A key to creating a wise investment plan is to begin by naming clearly the desired result. What difference is the investment going to make? That clarity makes it possible to determine how to achieve the impact.
One of my personal strategies for investing time is to get up and arrive at the office early to work on the most difficult and intense task first. I’ve learned that this helps me make more progress on challenging assignments. By contrast, if I put off big projects in favor of checking off small tasks, I am much less creative and less focused on what matters most.
Others do their best work when pressed against a deadline. Personal strategies must be individualized to account for context, work style, time management skills and other factors.
When it comes to financial investing, anxiety can drive decision making. Everywhere I go, people express worry about the economic model of their congregation, school or project. Sometimes leaders say they haven’t “made the budget” or have decided to reduce mission giving or eliminate jobs. This pulls people into a cycle of fear -- fear of making the wrong investment, fear of losing additional resources, and so on.

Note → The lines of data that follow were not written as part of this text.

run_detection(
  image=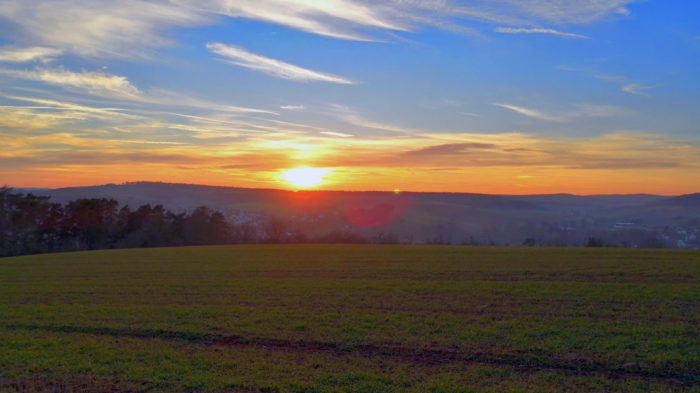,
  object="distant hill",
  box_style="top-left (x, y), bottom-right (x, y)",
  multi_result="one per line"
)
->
top-left (16, 182), bottom-right (700, 247)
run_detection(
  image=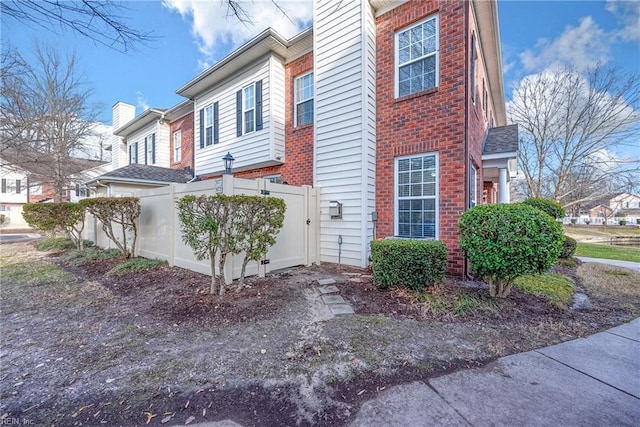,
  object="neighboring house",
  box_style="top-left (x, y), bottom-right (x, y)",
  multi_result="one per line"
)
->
top-left (84, 100), bottom-right (193, 196)
top-left (166, 0), bottom-right (518, 274)
top-left (580, 193), bottom-right (640, 219)
top-left (93, 0), bottom-right (518, 275)
top-left (0, 154), bottom-right (108, 228)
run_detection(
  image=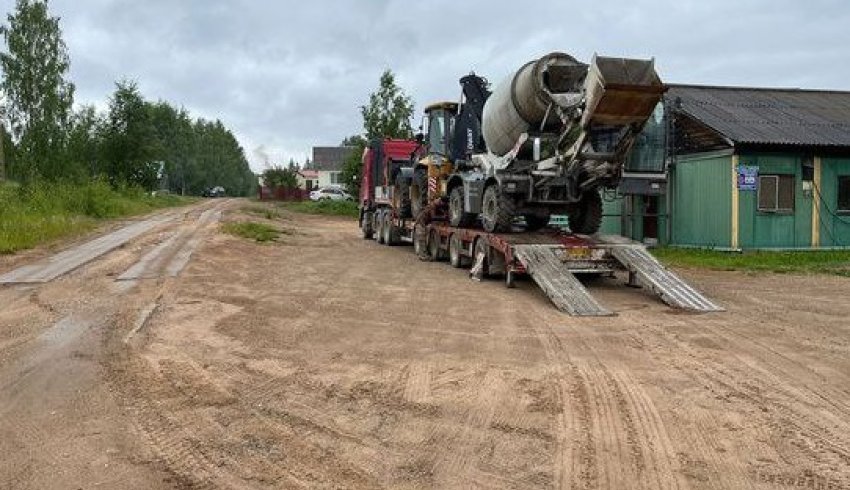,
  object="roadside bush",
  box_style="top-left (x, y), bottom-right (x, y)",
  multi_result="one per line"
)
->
top-left (0, 180), bottom-right (191, 253)
top-left (283, 201), bottom-right (360, 218)
top-left (221, 221), bottom-right (281, 243)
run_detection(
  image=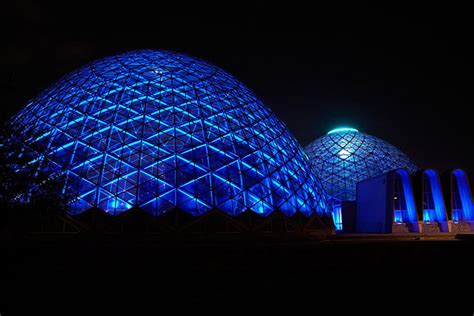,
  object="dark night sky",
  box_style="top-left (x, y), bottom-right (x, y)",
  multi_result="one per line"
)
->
top-left (4, 1), bottom-right (474, 171)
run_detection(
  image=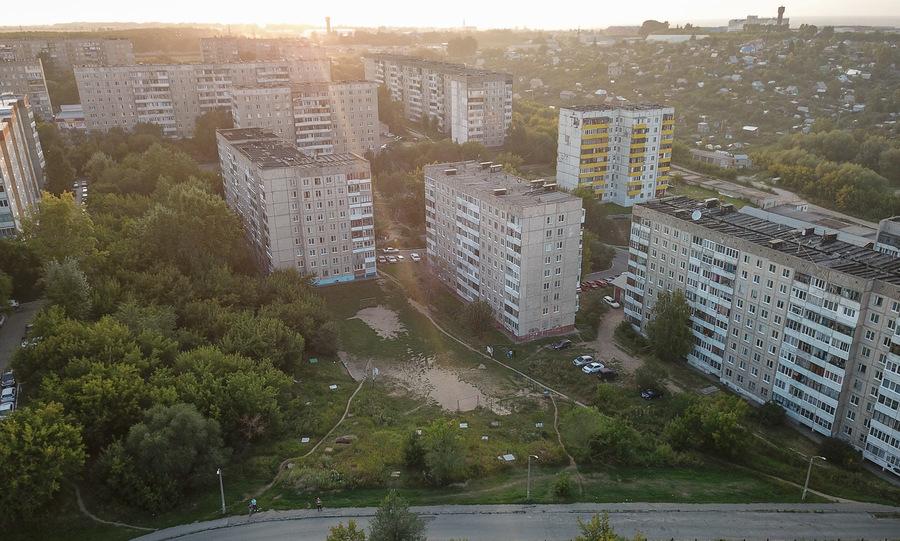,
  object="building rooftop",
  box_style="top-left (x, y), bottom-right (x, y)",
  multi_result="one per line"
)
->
top-left (639, 196), bottom-right (900, 285)
top-left (216, 128), bottom-right (369, 169)
top-left (363, 53), bottom-right (512, 77)
top-left (425, 161), bottom-right (581, 207)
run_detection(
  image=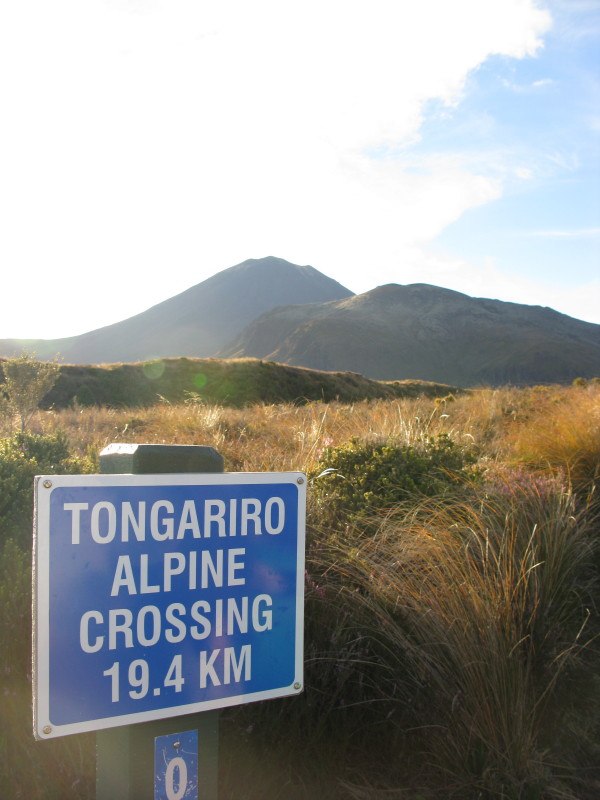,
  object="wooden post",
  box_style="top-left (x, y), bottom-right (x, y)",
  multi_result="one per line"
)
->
top-left (96, 444), bottom-right (223, 800)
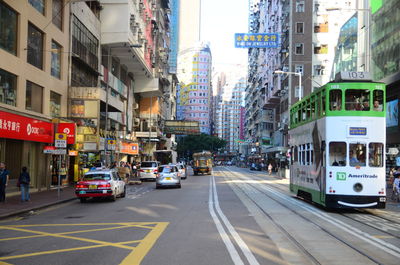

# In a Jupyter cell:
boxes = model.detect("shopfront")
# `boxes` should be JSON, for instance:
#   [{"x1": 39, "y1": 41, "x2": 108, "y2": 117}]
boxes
[{"x1": 0, "y1": 111, "x2": 54, "y2": 189}]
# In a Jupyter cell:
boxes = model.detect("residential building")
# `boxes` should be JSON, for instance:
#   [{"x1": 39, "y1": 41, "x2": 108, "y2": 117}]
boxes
[{"x1": 0, "y1": 0, "x2": 70, "y2": 190}]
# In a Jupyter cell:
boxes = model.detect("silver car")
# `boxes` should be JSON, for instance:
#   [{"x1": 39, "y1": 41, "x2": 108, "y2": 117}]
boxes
[
  {"x1": 156, "y1": 165, "x2": 181, "y2": 189},
  {"x1": 139, "y1": 161, "x2": 160, "y2": 180}
]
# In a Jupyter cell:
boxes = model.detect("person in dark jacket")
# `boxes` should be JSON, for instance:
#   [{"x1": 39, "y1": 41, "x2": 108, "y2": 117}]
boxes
[{"x1": 18, "y1": 167, "x2": 31, "y2": 202}]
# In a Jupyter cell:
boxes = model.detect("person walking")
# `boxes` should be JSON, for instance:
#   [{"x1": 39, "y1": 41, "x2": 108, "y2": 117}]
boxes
[
  {"x1": 18, "y1": 167, "x2": 31, "y2": 202},
  {"x1": 0, "y1": 162, "x2": 10, "y2": 202}
]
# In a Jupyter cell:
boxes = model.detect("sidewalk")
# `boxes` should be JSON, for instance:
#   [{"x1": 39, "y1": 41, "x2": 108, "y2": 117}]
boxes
[{"x1": 0, "y1": 184, "x2": 76, "y2": 219}]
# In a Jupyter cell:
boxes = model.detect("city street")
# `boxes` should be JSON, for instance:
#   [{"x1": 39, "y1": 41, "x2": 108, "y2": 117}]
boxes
[{"x1": 0, "y1": 167, "x2": 400, "y2": 264}]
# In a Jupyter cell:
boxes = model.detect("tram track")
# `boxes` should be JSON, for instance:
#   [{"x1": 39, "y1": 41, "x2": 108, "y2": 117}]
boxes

Remember Jesus’ story in Matthew 25 about the talents given to three servants? The master took away the talent from the servant who had buried it. This servant’s risk-averse approach had failed to produce even a modest yield. Jesus challenged his listeners to invest and to trust.
While financial investments are easily measured, the return can still be uncertain. A congregation I know recently borrowed funds for renovation, and now the loan payment has created cash-flow stress. Some congregants want to lower the monthly payment, and others want to pay off the debt earlier than the 25-year loan. Everyone is asking for clarity: If we contribute additional money, what will be the result?
Naming clearly the return that is expected on an investment can be difficult. I have found that often people want to change expectations midstream. For example, an outreach ministry’s intended impact is identified as serving alongside those released from prison. These men and women get jobs and develop friendships. Then someone comes along and wants to know why this investment is not increasing worship attendance or offerings. If that becomes a new set of expectations about return, it requires a different ministry plan.
One of the reasons that we have to revisit our investment strategy is that the returns do shift over time. In the 1950s and 1960s, an investment in youth or children’s ministries would naturally lead to higher attendance and giving. But in a world in which young adults owe substantial educational and consumer credit debt, todays’ families might attend activities but not contribute substantial cash. Average attendance is not the clear predictor of revenue it once was.
As you begin to develop an investment plan, consider these initial questions:
- What assets are ready to be invested now? The available assets are constantly changing. New people come with different gifts. The value of property in the area or the availability of community funds can change dramatically over time.
- Who in your neighborhood is open to collaboration? How can your investment be combined with that of others?
- What challenge could you address that would make a huge difference in your community? Social innovators are galvanized by challenges such as food insecurity, climate change and affordable housing. Congregations are taking on challenges such as the opioid epidemic and bridging the divide between the housed and the unhoused.
- What is the gap between the assets and the challenges? What does closing the gap look like? How would you measure progress? How would you measure return on the investment?
- What is the next step you can take to close the gap between the opportunities for investment and the challenges in the community?
Building a framework for investing creates opportunities for conversation. Intentions get clearer. Commitments get stronger. Where will you invest? Why? What is the expected result?